Polish Internet users most often (almost 59%) pointed that data they can find on the Internet does not require leaving home. Almost equally important (53%) was the opportunity to find the information 24/7. Another reason indicated by 32% of respondents was to supplement the information that they did not receive during a medical visit. Thanks to the information obtained earlier, almost 25% of respondents felt better prepared to visit a doctor. The next places were: the possibility of finding information that is not elsewhere (23%), anonymity (20%), or the ability to contact other people in a similar situation (16%) [
59]. Based on the national survey conducted in 2013 by the Pew Research Center’s Internet and American Life Project, 1 in 3 American adults said they went online to determine their medical condition, and 35% of the respondents said they do not need any professional opinion [
11]. In our study, every third physician (33.2%) acknowledged that more than 10% of her/his patients access health information on the Internet within a month. A total of 85% physicians questioned by Murray et al. had experienced a patient bringing Internet information to a visit [
13]. The quality assessment of this information in physician’s opinion in our study was most often perceived as sometimes reliable (53.4%). Potts and Wyatt came to similar conclusions, reporting that over two thirds of the questioned professionals considered online health information to be usually (20%) or sometimes (48%) reliable [
60]. Again, data from our study showed that physicians who assessed the effects of using the online health knowledge by patients very positively had greater digital skills, recommended e-health solutions, and rated e-health solutions higher. At the same time, those who assessed the effects of the use of the Internet by patients negatively indicated the need for training in digital literacy. We did not check whether these results significantly affect the doctors–patients’ relationship, but Murray et al. reported that physicians did have an impression that their authority was challenged because of Dr. Google [
13]. Moreover, this reaction was associated with harms to the quality of care, health outcomes, and time efficiency. The results of other studies indicate that physicians’ attitude to online health information seeking is critical [
43], and they are not very familiar or confident with patients who ‘Google’ [
61].
In the context of recommending and assessing e-health solutions, Polish physicians remained favourable and expressed a definite desire to recommend such solutions to their patients. It is a limitation that our study was conducted before the strongest influence of COVID-19 pandemic, which further shows the positive attitude of doctors to this type of solutions. The pandemic has forced changes in digital health, which should be investigated, but in its source, modern health care refers to the educational role of a doctor who can have an active impact on the patient, providing reliable and trustworthy recommendations of new technological solutions dedicated to health [
17,
62]. However, as our research showed, with the lower digital skills of physician, the recommendation of e-health solutions decreased, and the assessment of e-health solutions for the patient was reduced.

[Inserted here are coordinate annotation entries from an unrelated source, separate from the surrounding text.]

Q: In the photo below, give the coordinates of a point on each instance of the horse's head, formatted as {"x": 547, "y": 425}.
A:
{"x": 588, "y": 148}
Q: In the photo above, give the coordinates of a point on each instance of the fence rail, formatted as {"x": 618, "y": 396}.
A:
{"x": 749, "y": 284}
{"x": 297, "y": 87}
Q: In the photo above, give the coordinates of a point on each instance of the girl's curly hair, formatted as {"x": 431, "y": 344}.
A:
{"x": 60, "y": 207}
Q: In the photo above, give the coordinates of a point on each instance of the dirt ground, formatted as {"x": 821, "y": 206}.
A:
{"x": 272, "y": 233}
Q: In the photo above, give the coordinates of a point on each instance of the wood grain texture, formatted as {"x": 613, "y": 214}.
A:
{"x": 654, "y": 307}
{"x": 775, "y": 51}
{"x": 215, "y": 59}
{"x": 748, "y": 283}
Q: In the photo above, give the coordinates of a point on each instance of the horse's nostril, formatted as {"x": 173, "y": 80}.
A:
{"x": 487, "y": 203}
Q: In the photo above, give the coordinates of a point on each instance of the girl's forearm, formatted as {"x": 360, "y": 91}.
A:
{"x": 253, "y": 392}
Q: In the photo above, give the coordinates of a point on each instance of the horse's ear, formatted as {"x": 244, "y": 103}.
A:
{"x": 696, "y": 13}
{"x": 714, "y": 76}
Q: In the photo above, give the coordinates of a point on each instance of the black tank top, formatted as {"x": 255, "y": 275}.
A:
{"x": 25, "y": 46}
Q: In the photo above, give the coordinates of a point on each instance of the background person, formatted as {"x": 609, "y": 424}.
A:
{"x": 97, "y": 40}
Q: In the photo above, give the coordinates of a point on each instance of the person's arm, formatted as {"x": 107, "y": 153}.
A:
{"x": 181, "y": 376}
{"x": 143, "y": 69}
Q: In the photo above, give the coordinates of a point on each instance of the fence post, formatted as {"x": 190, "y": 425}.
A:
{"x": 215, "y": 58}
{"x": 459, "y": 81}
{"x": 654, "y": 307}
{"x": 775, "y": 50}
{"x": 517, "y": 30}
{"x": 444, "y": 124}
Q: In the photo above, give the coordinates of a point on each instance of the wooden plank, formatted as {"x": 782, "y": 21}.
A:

To sum up, the strategic importance of digital skills goes beyond the issue of the short-term development of e-health itself—it should be considered as a key factor of the development of conscious information society, both on the side of the professionals and the recipients of services, neither in highly developed nor in developing countries. Smartphones, universal access to the Internet, and mobile applications meeting patients’ expectations are revolutionizing the sector. Additionally, telemedicine began filling into clinical practice, medical universities began including e-health in their curricula, and health systems are introducing legal regulations supporting digital health.
The issue of digitization in healthcare is often referred to as a process depending only on the technology to which people should adapt. Digital reality, however, is not only the e-development, but also the need for a holistic approach to the entire sector, organizational processes, legal regulations, and standards that guarantee interoperability and cooperation between the physician, the Web, and the patient.